The legacy of 'Humanae Vitae' at 50 years

Perhaps the most surprising thing about the encyclical "Humanae Vitae" 50 years on, is how reports of its imminent death were continually exaggerated. Very few brave souls would have predicted in 1968 that the document would ever enjoy enthusiastic support from more than a few female Catholic intellectuals and the Catholic "woman in the pew," even while it remains contested both in the Church and in the world.

Rather, given the widespread acceptance of and hopes associated with contraception, most believed that the Church would either alter this teaching or that it would be quietly ignored and the furor die down.

To understand the surprising survival of "Humanae Vitae," it is important to understand what the "pill" was promising to the world. "Humanae Vitae" was written just eight years after the pill was made publicly available. Many predicted that the pill could end poverty and "overpopulation" by dramatically reducing the number of unwanted pregnancies.

It also promised to improve marriages and free women to take advantage of the new opportunities outside the home that were opening up for them. Its manufacturer, G.D. Searle, delivered it to doctors with a paperweight of a naked, gold-painted, bare-breasted woman -- Andromeda -- with her head up, breaking free from her chains. On her back was the word "unfettered."

Furthermore, during the 1960s and continuing to today, men and women were increasingly inclined to believe that human progress could be measured by the pace of new technology. So the Church's position in "Humanae Vitae" was characterized as a fear of progress and science, alongside distaste for sex and for women's freedom.

But over time, as the sexual revolution played out and contraception failed to live up to its billing, fair observers began to note a positive or prophetic thing or two about "Humanae Vitae," along with its surprisingly accurate read of human nature.

For one thing, "Humanae Vitae" took sex seriously, far more seriously than the contemporary world, for all its talk about sex. It called sex "noble and worthy." It also spoke positively, even upliftingly, about the bond between men and women. It grasped the importance of this bond for their own happiness and for their coming to understand and model to the world what faithful, permanent, fruitful love could look like.

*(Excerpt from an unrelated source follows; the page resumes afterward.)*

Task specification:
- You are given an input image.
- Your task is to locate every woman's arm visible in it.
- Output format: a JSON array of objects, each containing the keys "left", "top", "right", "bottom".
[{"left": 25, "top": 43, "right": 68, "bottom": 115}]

In other words, their love could provide the couple themselves and the world some understanding -- a glimpse -- of how God loves us and how we are to love one another. And to do so in a very Catholic way, involving the body as well as the mind and heart.

"Humanae Vitae" was increasingly labeled "prophetic." Pope Paul VI understood, long before sophisticated social measures could (and did) prove him right, that the quality of marital and parental love has social consequences. These consequences would manifest themselves first in the basic cell of society, the family and from there radiate out into the world.

Today we know and can measure what this pope already intuited: that robbing sex of its full meaning would lead to a great deal of sex without commitment, without even love. That children would suffer the loss of their parents' stable marriages. And that women would become sexual instruments and find themselves all too often in what we now call #MeToo predicaments.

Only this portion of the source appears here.